The combination of increased LV mass with the development of eccentric LVH is directly related to deterioration of LV performance. It has been demonstrated that the inability of hypertrophy to keep pace with an abnormally high ventricular wall stress may be responsible for depressed LV function [29]. We hypothesized that ESE-derived parameters of LV performance might be useful in predicting the ensuing cavity enlargement and the decline in wall thickness-to-cavity radius or RWT.
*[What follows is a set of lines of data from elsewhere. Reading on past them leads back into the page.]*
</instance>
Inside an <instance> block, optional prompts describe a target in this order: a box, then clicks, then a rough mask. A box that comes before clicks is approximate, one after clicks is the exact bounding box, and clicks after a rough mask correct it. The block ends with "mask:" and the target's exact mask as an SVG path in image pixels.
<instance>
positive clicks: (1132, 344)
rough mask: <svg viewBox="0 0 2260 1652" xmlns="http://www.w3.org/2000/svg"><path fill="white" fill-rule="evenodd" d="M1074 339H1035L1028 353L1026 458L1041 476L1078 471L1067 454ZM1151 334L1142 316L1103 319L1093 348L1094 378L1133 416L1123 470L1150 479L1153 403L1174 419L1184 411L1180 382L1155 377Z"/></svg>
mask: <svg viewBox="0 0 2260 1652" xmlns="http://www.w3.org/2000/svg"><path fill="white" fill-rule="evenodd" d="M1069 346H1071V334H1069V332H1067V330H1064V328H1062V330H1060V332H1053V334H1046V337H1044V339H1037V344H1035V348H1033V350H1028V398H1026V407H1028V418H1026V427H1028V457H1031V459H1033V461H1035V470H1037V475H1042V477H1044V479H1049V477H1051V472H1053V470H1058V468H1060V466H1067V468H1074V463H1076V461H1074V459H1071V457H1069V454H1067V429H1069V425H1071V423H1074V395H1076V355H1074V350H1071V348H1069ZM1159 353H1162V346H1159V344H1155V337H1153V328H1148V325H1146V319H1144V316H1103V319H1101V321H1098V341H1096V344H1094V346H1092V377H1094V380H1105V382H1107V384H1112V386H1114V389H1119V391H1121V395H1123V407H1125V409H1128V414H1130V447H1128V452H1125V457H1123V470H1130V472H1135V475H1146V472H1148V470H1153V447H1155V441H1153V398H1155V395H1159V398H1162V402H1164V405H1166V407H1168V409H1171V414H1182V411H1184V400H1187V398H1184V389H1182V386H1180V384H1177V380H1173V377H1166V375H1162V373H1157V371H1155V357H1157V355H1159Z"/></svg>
In our study, the results of the ESE testing showed that LV contractility, that is the intrinsic ability of the myocardium to generate force and to shorten independently of changes in loading conditions (afterload and preload), as assessed by the evaluation of echo-derived ESPVR (LV elastance) in response to exercise, can predict subsequent development of adverse LV remodeling. The prognostic value of echo-derived ESVPR at increasing heart rate has been widely demonstrated with either ESE or pharmacological stress echo [30,31,32], but, to our knowledge, this study provides novel information over the relationship between impairment of contractility and the prediction of later adverse LV remodeling.

The transition from a compensated stage of hypertrophy to adverse LV remodeling could be related to the mechanisms by which the inotropic reserve decreases from the initial compensatory phase, albeit the presence of LV dysfunction, to the final stage of exhaustion and progressive deterioration [33]. This form of LVH alters supply-to-demand balance by increasing myocardial oxygen consumption and is often associated with impaired myocardial vascularisation [34], myocyte loss, unfavourable changes in the extracellular matrix composition and fibrosis [35].

The most important study limitation was the reproducibility of LV metrics. As it has been recently pointed out [36], the magnitude of changes of the echocardiographic measures is small enough to fall into the intra- and inter-observer margin of error for these measurements. However, we perform the best of our efforts to guarantee the best reproducibility of the measures by limiting the sources of errors, especially because of the collaborative acquisition and interpretation (I.F., N.R.P., and M.M) of the echocardiographic data both at rest and during exercise, that brought about the intra- and inter-observer variability coefficient for our laboratory within a reasonable range.

Conclusion

A compromised ESE-derived peak ESPVR, that reflects impaired LV contractility, resulted to be the most powerful predictor of adverse LV remodeling, defined on the basis of LV volumes and RWT, in patients with HF with reduced or mildly reduced LVEF.